Шаг довольно серьезный, и прежде чем отправлять жалобу, штурман, теребя пальцами свою шевелюру, несколько раз перечитал написанное и на следующее утро, взвешивая каждую фразу и каждое слово, внес коррективы. Фразу «Меня, как временного заместителя командира полка, майор Поддубный не признает» вычеркнул. По сути, не было случая, чтобы помощник не выполнил приказа заместителя командира.

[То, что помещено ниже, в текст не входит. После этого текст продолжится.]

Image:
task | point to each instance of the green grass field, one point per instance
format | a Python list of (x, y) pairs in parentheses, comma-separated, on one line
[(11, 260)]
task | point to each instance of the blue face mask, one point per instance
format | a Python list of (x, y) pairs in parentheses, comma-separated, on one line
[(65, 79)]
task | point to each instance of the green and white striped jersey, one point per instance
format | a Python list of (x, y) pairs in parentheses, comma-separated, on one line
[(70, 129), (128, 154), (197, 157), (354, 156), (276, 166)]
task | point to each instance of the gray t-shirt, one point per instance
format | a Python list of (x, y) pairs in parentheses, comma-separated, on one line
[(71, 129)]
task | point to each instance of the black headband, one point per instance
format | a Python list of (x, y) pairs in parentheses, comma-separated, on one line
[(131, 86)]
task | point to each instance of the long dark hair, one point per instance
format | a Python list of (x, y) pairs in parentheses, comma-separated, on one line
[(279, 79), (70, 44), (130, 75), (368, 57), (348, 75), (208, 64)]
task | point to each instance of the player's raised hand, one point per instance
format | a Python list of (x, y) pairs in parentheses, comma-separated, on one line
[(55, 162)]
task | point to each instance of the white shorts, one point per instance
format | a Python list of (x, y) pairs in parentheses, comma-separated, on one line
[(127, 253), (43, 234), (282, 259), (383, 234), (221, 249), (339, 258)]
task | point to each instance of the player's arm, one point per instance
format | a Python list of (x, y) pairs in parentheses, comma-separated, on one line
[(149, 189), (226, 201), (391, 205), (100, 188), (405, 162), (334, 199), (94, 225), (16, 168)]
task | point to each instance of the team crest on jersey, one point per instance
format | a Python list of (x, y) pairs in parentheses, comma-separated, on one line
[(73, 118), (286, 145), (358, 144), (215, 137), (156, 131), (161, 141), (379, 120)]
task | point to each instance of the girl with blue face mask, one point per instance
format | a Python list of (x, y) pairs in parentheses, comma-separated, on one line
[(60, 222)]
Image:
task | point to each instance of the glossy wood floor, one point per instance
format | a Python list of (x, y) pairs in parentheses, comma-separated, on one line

«Тут я малость переборщил», — признался самому себе Гришин.

На всякий случай он заглянул в журнал помощника руководителя полетов на полигоне и… обомлел. «Старший лейтенант Телюков вывел самолет из пикирования на недопустимо малой высоте, что угрожало катастрофой», — отмечал собственноручно майор Поддубный. То же самое значилось в журнале персонального учета ошибок и нарушений летных правил. Выходило, что предпосылка к катастрофе не скрывалась, раз она отмечается в документации. Но почему же на разборе полетов предпосылку не анализировали?

Чтобы разрешить эту загадочную историю, Гришин обратился к полковнику. Тот нехотя выслушал заместителя и, подписывая какие-то документы, сказал:

— Это правда, Алексей Александрович, получается довольно странно: летчик допустил ошибку, а мы замалчиваем.

— Вот именно. Меня это просто удивляет.

— А меня нисколько. — Полковник откинулся на спинку стула. — Была у меня старшая сестра. Пряха — на все село. Пойдет, бывало, на посиделки — больше всех напрядет. А то вдруг приносит по полпасма. Так и дома: сядет за прялку, попрядет малость и задумается. Судили-рядили про такую перемену родители — ничего поделать не смогли. Совсем от рук отбилась, работой пренебрегать стала. Бранили, да, выходит, зря…А как вышла замуж — все на место стало; бывало расстелит на лугу полотно — ни у кого больше, ни у кого белоснежнее не бывало. Вот так…

Гришин счел этот разговор шуткой.

Но жалобу послать не рискнул.

Глава девятая

Дни и ночи проходили в напряженном учении. Учились авиаторы в воздухе и на земле, на аэродроме и в классах.